# Forum Argomenti di discussione Fallimenti e procedure concorsuali  Cassetto fiscale fallimento

## La matta

Non riusciamo ad attivare il cassetto fiscale di una società fallita.
Riceviamo una ricevuta di scarto della delega in quanto_ il delegante_ (la soc fallita) _risulta essere soggetto sottoposto a procedura concorsuale._
Doh! Questo lo sapevamo anche noi. Il call center, ovviamente, non ci sa dire niente. Voi siete riusciti ad ottenere accesso al cassetto fiscale di una società fallita, o è un'impossibilità all'italiana?

----------


## valmat

Io l'ho chiesto tempo fa indicando come legale rappresentante il curatore

----------


## La matta

> Io l'ho chiesto tempo fa indicando come legale rappresentante il curatore

  Sì, anche noi ci siamo accertati di aver indicato il curatore quale legale rappresentante della società fallita, ma niente di fatto lo stesso! Oggi la mia collega è andata direttamente all'AdE e ha attivato il cassetto "manualmente". Per fortuna ci siamo riusciti almeno così!

----------


## Fr@ntic

> Sì, anche noi ci siamo accertati di aver indicato il curatore quale legale rappresentante della società fallita, ma niente di fatto lo stesso! Oggi la mia collega è andata direttamente all'AdE e ha attivato il cassetto "manualmente". Per fortuna ci siamo riusciti almeno così!

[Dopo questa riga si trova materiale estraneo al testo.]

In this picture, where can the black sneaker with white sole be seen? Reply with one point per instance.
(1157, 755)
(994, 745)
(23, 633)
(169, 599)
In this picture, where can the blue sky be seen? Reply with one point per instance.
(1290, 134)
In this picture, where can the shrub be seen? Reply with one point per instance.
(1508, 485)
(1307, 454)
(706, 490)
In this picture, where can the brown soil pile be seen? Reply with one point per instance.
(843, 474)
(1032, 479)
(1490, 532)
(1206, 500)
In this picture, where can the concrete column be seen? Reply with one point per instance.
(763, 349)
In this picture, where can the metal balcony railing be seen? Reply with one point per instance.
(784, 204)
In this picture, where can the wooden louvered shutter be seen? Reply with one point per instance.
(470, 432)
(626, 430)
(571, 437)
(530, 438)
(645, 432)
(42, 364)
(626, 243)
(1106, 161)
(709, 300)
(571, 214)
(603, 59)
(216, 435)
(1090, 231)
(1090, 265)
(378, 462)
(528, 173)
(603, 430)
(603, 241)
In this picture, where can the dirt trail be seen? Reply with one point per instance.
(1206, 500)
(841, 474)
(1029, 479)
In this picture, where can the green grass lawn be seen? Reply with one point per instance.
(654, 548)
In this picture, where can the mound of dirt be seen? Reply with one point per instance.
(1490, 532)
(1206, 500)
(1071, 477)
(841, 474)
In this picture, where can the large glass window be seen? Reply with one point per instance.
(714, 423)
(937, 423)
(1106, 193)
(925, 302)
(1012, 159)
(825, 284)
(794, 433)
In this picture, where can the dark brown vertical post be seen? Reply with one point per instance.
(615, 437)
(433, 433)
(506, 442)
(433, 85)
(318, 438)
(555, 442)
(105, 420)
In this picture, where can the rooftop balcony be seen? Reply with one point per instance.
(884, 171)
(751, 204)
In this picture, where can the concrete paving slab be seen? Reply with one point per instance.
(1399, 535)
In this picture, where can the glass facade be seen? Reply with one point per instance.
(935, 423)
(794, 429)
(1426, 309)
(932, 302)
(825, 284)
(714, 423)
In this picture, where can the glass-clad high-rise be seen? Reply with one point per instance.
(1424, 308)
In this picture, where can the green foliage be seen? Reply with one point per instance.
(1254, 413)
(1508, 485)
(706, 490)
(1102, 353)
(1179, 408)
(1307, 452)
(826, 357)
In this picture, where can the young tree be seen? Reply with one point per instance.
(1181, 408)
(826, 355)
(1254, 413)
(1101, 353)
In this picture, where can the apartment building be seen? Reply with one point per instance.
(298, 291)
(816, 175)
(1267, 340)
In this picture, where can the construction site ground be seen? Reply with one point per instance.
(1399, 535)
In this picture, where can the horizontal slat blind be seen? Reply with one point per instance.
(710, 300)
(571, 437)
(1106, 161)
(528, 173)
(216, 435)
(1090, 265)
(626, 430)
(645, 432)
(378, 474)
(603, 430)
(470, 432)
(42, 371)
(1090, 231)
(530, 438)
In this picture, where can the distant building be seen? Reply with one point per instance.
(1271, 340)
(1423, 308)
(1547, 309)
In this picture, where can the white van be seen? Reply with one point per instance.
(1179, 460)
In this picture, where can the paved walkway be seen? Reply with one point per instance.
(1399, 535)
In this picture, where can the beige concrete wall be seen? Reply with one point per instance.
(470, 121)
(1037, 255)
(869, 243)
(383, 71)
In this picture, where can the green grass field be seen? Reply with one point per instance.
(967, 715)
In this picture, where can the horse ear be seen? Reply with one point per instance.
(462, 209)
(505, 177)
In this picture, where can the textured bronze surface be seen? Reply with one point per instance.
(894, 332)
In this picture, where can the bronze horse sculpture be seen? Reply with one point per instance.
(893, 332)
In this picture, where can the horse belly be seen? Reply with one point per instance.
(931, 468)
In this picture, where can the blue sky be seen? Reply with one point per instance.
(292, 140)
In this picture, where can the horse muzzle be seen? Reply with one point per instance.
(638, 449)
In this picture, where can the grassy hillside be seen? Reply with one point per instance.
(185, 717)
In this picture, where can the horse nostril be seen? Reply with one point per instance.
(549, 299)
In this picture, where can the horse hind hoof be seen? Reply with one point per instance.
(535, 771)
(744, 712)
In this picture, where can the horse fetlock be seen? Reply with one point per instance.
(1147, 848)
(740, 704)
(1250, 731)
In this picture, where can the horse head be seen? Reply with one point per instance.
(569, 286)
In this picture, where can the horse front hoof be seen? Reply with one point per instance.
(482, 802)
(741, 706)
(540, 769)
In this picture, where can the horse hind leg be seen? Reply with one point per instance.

  La nuova procedura non consente di attivare il cassetto fiscale per i fallimenti, purtroppo occorre recarsi direttamente di persona (il cutatore) in agenzia. Non so se sia concesso di delegare qualcuno ma da quello che scrivi, sembrerebbe di si.

----------


## La matta

> La nuova procedura non consente di attivare il cassetto fiscale per i fallimenti, purtroppo occorre recarsi direttamente di persona (il cutatore) in agenzia. Non so se sia concesso di delegare qualcuno ma da quello che scrivi, sembrerebbe di si.

  Beh, noi siamo fortunati: l'Ade ce l'abbiamo a 500 metri. Nel male, almeno un piccolo aiuto.

----------